Two Problems in Data Science on Graphs: Steam Summarization and Signal Processing

Nick Duffield
Professor, Department of Electrical and Computer Engineering
Texas A&M University
SERC 306
Thursday, February 22, 2018 - 11:00
This talk describes research in two data-driven problems related to graphs and networks. The first problem concerns sampling massive graph data streams. Sampling is a powerful approach to reduce Big Data to small data, relieving storage and enabling faster query response when an approximate answer suffices. The focus of this research is a cost-based formulation for data reduction that allows flexible expression of query goals, and weights sampling to minimize information loss for a given space constraint. In the graph setting, Graph Priority Sampling (GPS) adaptively reflects the importance of incoming and stored edges for topological queries such as subgraph counting. For billion-scale graphs, GPS accurately estimates triangle and wedge counts with < 1% error, while storing a small fraction comprising less than 0.01% of the total edges in the graph, with average update times of a few microseconds per edge.

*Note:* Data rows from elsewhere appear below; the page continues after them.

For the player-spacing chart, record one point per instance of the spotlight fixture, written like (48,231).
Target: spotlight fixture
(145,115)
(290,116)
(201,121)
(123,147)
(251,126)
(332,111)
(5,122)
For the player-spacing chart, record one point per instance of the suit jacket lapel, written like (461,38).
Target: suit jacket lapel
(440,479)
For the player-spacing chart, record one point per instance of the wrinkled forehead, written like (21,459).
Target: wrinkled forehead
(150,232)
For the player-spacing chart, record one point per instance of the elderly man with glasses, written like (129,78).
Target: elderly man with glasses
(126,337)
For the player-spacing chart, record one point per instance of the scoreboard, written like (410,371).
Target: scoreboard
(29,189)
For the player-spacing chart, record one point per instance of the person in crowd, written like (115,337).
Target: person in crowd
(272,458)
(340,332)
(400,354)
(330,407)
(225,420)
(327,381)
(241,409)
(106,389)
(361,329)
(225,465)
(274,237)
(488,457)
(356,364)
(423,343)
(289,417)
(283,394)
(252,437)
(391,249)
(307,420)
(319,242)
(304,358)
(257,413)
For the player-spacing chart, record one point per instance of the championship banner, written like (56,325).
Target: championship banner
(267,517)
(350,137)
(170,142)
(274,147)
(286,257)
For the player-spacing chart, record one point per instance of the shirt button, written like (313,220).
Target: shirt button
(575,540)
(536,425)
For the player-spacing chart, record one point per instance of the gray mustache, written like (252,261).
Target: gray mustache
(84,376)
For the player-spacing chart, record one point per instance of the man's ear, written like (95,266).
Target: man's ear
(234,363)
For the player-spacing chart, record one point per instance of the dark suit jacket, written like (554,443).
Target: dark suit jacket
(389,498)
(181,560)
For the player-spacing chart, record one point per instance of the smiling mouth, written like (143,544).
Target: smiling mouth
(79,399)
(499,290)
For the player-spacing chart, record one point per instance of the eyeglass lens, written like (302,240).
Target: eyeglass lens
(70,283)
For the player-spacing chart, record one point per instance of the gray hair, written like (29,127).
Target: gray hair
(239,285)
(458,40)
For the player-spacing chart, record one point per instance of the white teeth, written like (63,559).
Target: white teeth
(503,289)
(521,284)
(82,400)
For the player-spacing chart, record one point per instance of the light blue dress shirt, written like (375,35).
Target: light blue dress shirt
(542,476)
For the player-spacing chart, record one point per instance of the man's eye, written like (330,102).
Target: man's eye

The second problem concerns predicting congestion on road networks from travel time data. This is challenging due both to the complex spatial-temporal dependencies within the data, and the computational cost of prediction over the entire network. Our approach to this problem uses Graph Signal Processing (GSP) methods based on features comprising clusters of elevated travel times. Learning from data collected from a 4,675 edge highway network over a year, we find that GSP outperforms standard methods such as PCA and non-graphical time series prediction. The talk also touches on applications of Data Science to network resilience, software defined networking, and hydrology, and challenges for interdisciplinary research and education in Data Science.